A couple of weeks ago I was thrilled to receive a review copy of Clifford Witting’s, Silence After Dinner, the latest of his crime novels to be published by the splendid Galileo Publishers. It isn’t strictly speaking Golden Age, as it was published in 1953, but it’s very much in the GA spirit. It opens with an anonymous diary entry in which the writer confesses to having murdered a soldier and, worse, his faithful servant, while escaping from communist China. The focus then shifts to a vicarage in Witting’s fictional South Downs county. One of the pleasures of the book is the evocation of village life, particularly the rivalry and bad feeling when the Reverend Micheldever retires and is far from happy with the preaching of his successor. And then the vicar’s feckless defrocked son returns from China – is he the diarist , whose confessions contine to appear from time to time? – or maybe it’s the new vicar or even a local aristocratic farmer? Another murder occurs; the novel is a genuine whodunnit and though I did guess who the villain was, I very much enjoyed it  – with a couple of reservations. I wasn’t entirely convinced by the murderer’s confession and there was a considerable amount of racial stereotyping in the depiction of the new vicar’s Chinese servants. Of its time, I suppose, and as Inspector Bradfield leaves the headquarter of the Downshire Missions in Asia, he does at least reflect that ‘even today there were white men no less barbarous’ than missionary-eating cannibals.

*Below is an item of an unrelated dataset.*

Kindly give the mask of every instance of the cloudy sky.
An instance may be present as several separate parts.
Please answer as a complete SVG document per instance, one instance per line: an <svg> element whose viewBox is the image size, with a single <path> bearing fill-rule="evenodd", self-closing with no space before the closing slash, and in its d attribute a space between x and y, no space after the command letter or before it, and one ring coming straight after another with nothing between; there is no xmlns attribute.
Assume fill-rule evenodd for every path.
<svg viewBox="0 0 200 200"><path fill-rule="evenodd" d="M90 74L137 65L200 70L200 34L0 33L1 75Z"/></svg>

I don’t read a lot of contemporary crime fiction, but recently I did enjoy Jo Callaghan’s In the Blink of an Eye. It is an odd couple story, a very odd couple: one of the detectives isn’t even human. It (rather than he) is an AI generated hologram. DCS Kat Frank on the other hand is all too human. She is a bit of maverick, but not excessively so. She has just returned to work after the death of her husband and has a troubled teenage son. When she is picked to lead a pilot programme and paired with AIDE (Artificially Intelligent Detective Entity) Lock, she is not happy. Lock is a Spock-like entity, entirely rational, whereas Kat relies as much on instinct as logic. When two of the missing person cold cases that they are reviewing become active, it turns out that more than one life is at stake and they have to find a way of working together. This is a well paced story, funny as well as gripping. I raced through it: a great holiday read.

4 Comments

  1. diana
    May 23, 2025

    I am a fan of the golden age ( and adjacent) mysteries but I have not read Clifford Witting. Sound like it just might be a fit for me. My absolute favourite author of this era is E C R Lorac/ Carol Carnac. I think her best is The Theft of the Iron Dogs. As far as I can recall her books do not have terrible cringe moments that assault one’s sensibilities.

    Reply
  2. Moira@Clothes in Books
    June 1, 2025

    The Witting sounds proper detective fiction, you’ve done a good job on selling this one! He is one of the republished authors I’ve most enjoyed over the past few years.
    The other one is intriguing: I would probably never have picked it up, but again – I do trust your judgement.
    It’s great that you’re sharing more of your reading on the blog – more please!

    Reply
    • Christine Poulson
      June 1, 2025

      Yes, Witting is a real treat. As for In the Blink of an Eye, I did find it a gripping read, but Moira, we don’t always agree on everything!